Marokko – Tausendundeine Kloschüssel

Flag_of_Morocco.svgWer die Geschichte zu Spanien schon gelesen hat, weiß bereits, dass meine Marokkoreise dank einer Killer-Paella leider denkbar schlecht losging. Nachdem wir unsere obligatorische Teppichverkäufer-Erfahrung in Tanger gemacht hatten, erreichten mein Reisekumpan und ich schließlich deutlich geschwächt unser Ziel in Rabat.
Dort besuchten wir eine gute Studienfreundin und ihre Familie. Auch wenn die Familie nach unserem Verständnis nicht reich war, hatten sie doch eine Köchin – Hilfskräfte zu beschäftigen, ist in arabischen Ländern wesentlich normaler als bei uns. Saadia war eine resolute, aber herzliche Haushälterin, die ihre Rezepte in erster Linie aus Fernsehsendungen bezog.
Und ihre Kochkünste waren wirklich filmreif – Gewürze aus tausendundeiner Nacht dufteten uns hier entgegen, butterzarter Couscous, sanft geschmortes Lammtajine, kross gegrillter Fisch.

Nur leider konnten wir von alledem nichts essen.
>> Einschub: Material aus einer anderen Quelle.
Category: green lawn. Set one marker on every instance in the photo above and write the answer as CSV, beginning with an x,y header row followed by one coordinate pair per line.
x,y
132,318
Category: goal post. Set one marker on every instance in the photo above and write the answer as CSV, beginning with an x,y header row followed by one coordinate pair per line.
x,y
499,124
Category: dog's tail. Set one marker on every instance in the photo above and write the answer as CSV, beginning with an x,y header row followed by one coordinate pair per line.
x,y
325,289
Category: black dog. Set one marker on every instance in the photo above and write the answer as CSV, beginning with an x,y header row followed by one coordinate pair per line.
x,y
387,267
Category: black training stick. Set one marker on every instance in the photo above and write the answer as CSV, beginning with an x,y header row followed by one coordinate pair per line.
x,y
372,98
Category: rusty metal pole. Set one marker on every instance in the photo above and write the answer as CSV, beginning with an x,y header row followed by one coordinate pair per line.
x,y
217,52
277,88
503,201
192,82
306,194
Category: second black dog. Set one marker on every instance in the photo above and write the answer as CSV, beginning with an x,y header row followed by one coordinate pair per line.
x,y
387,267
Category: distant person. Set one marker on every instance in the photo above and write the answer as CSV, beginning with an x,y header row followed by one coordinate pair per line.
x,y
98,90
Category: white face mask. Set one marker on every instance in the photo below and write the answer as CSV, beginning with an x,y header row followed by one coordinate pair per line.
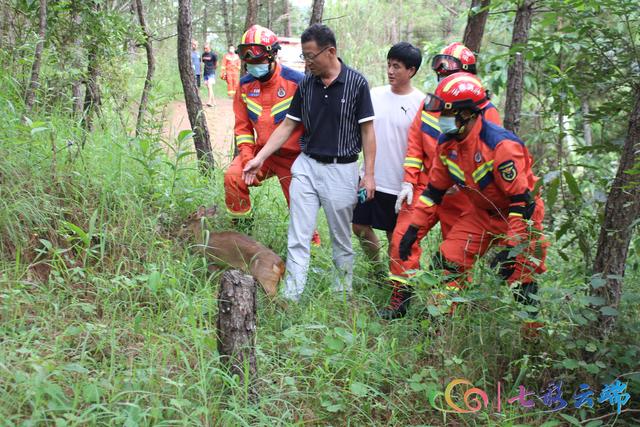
x,y
258,70
448,125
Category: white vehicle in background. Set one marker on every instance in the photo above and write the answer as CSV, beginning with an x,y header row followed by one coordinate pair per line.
x,y
290,51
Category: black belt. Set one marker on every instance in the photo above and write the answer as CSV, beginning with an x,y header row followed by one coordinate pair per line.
x,y
329,159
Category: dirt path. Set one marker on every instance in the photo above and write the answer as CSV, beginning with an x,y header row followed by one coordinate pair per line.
x,y
219,120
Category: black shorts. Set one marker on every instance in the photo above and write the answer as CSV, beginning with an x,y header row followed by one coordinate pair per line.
x,y
379,213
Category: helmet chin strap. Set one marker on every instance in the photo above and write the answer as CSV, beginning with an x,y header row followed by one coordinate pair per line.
x,y
267,76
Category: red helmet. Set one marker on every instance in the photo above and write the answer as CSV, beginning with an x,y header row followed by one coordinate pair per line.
x,y
457,92
454,58
257,44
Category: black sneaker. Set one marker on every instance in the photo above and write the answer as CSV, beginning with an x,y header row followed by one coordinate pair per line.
x,y
400,299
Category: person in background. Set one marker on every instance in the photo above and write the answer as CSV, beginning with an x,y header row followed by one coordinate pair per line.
x,y
333,103
195,61
260,105
395,106
230,70
493,168
210,61
421,148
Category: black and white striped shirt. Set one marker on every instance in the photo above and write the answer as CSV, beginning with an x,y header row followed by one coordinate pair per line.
x,y
332,114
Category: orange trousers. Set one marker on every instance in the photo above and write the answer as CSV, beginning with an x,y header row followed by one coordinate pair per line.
x,y
237,191
233,80
477,230
453,205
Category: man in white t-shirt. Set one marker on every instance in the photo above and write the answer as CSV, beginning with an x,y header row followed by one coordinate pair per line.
x,y
395,106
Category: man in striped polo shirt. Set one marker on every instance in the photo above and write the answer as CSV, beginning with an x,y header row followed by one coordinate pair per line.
x,y
334,105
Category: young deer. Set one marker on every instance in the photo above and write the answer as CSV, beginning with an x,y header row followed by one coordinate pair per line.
x,y
230,248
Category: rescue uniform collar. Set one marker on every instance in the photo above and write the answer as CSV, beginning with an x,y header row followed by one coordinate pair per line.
x,y
273,78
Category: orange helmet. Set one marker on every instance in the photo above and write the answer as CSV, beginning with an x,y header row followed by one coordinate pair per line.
x,y
457,92
257,44
454,58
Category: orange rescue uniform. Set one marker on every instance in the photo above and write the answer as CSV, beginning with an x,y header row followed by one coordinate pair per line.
x,y
492,167
230,71
259,108
421,150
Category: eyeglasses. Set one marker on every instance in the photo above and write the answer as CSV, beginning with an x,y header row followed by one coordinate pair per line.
x,y
311,56
252,52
Denn für uns gab es gekochten Reis mit Karotten, leicht versalzen. Das war das Hausrezept der Familie gegen unseren aus Spanien importierten Durchfall. Als Beilage gab es Kohletabletten. Unser Leitgedanke beim Sightseeing war „Wo ist die nächste Toilette“ – so ungefähr muss sich das Reisen in einer Rentnergruppe anfühlen.

Irgendwann aber reichte es mir mit den tausendundeinen Kloschüsseln, denn Saadia tischte in der Zwischenzeit immer tollere Köstlichkeiten auf. Harira, eine deftige Kichererbsensuppe mit Hühnermägen, die vor allem während des Ramadans gegessen wird, Zaalouk, das aus Auberginen in würziger Tomatensauce besteht und Mrouzia, sanft geschmurgeltes Lammfleisch in einer süß-salzigen Sauce aus Mandeln, Honig und der fantastischen marokkanischen Gewürzmischung Ras el Hanout.

In meiner Verzweiflung beschloss ich daher, die Hilferufe meiner Eingeweide zu ignorieren und schwelgte in Saadias Kochkünsten. Mein Magen war davon zwar unbeeindruckt und setzte seinen Streik munter fort – ich aber verbuche das als Sieg des kulinarischen Geistes über den unwilligen Körper.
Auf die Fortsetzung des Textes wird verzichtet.